PropertyHong Kong & China

Shenzhen's first sale of rural land fetches 116m yuan

Successful tender is hailed as a good start to Beijing leadership's reform for farmland

PUBLISHED : Saturday, 21 December, 2013, 2:53am
UPDATED : Saturday, 21 December, 2013, 3:07am
 

The first tender by the Shenzhen government of a parcel of collective rural land, widely welcomed as a good start to the country's rural land reform policy, fetched a single bid at the reserve price of 116 million yuan (HK$147 million) yesterday.

The bid was accepted and the 14,600 square metre site was sold to the bidder, Shenzhen Forge Precision Components.

The site, in the Baoan district of Shenzhen, could be developed into a gross floor area of 69,900 square metres and is designated for industrial use, especially for technology services.

The land sale is seen as an experiment in changing rural land policy on the mainland and comes as the central government undertakes the gradual liberalisation of the rural land market.

"This is a [strategy] for the process of urbanisation in China," said Rico Chan, partner at international law firm Baker & McKenzie.

A spokesperson for the city's Bureau of Land Resources and Housing Management said: "The successful sale of the site is important. It is in line with the guideline mentioned in the third plenum of the Communist Party's 18th Central Committee."

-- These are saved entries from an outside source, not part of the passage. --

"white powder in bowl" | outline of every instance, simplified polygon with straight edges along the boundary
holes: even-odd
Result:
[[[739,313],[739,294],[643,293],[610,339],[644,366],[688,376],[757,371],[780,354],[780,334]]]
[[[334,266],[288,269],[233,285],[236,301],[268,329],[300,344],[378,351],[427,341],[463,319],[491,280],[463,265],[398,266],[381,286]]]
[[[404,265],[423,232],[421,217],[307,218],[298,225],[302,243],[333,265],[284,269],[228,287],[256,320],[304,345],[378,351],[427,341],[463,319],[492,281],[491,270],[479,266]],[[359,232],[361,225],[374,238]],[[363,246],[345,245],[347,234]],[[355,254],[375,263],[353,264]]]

In the third plenary session in November, the central government said a unified market for rural and urban construction land should be formed and farmers should be given more property rights.

The bureau's spokesperson said more rural land designated for industrial use could be offered for sale next year.

Land on the mainland is divided into rural and urban use. Rural land is owned by a collective on behalf of the state.

Urban land designated for construction can be sold or mortgaged, but similar rural land cannot be used by entities outside the village without approval.

Land use cannot ordinarily be changed and the land must be expropriated by city governments before it can be sold on the market.

The system leads to farmers generally losing their land and getting little compensation.

According to the Shenzhen land-sale document, 30 per cent of the proceeds will go to farmers who own the land and 70 per cent to the city government. Farmers are also entitled to 13,980 square metres of space in the development for free.